Re: 2 Tibetan characters and one alias do not obey names rules

From: Andrew West (
Date: Fri Mar 19 2010 - 15:40:35 CST

  • Next message: Benjamin Rossen: "super- and subscripted characters"

    On 19 March 2010 17:41, Asmus Freytag <> wrote:
    >> 24.2 Name formation
    >> An entity names shall consist only of the following characters
    >> • DIGIT ZERO through DIGIT NINE,
    >> • SPACE,
    >> • HYPHEN-MINUS, and
    >> • FULL STOP if the entity being named is a collection
    >> The first character in an entity name shall be a Latin capital letter.
    > The actual rules for *character* names have always been that the
    > first character in a *word* (i.e. following a space, or start of name)
    > must be a Latin capital letter, except that hyphen-minus may start any
    > word but the first.

    ISO/IEC 10646: 2003 Annex L Rule 1 states that "Names of characters
    may also include digits 0 to 9 (provided that a digit is not the first
    character in a word)" which agrees with what you say.

    > I've not been aware that this was changed deliberately, so to me, the
    > above statement of the rules seem to contain an editing mistake resulting
    > from their recent reformulation.

    I think you are right. There seems to be an omission here, with the
    result that these rules do not concur with R2 in the TUS text.

    R2 Digits do not occur as the first character of a character name, nor
    immediately following a space character.

    Luckily there is still time time to fix that in the FCD ballot.

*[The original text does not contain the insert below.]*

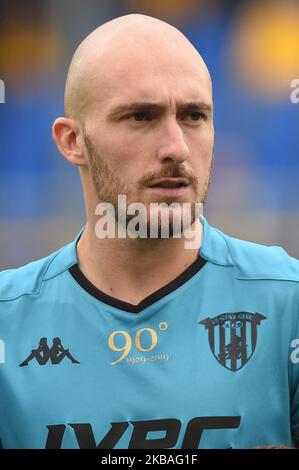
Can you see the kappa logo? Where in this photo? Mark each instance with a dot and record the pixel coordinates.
(43, 353)
(233, 337)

    >> The last character in an entity name shall be either a Latin capital
    >> letter or a Digit.
    > This seems to needlessly rule out a hypothetical
    > While this may not occur as a part of Tibetan characters
    > as far as they have been encompassed, it looks like an
    > unnecessary restriction in the face of future naming
    > requirements for this and other scripts.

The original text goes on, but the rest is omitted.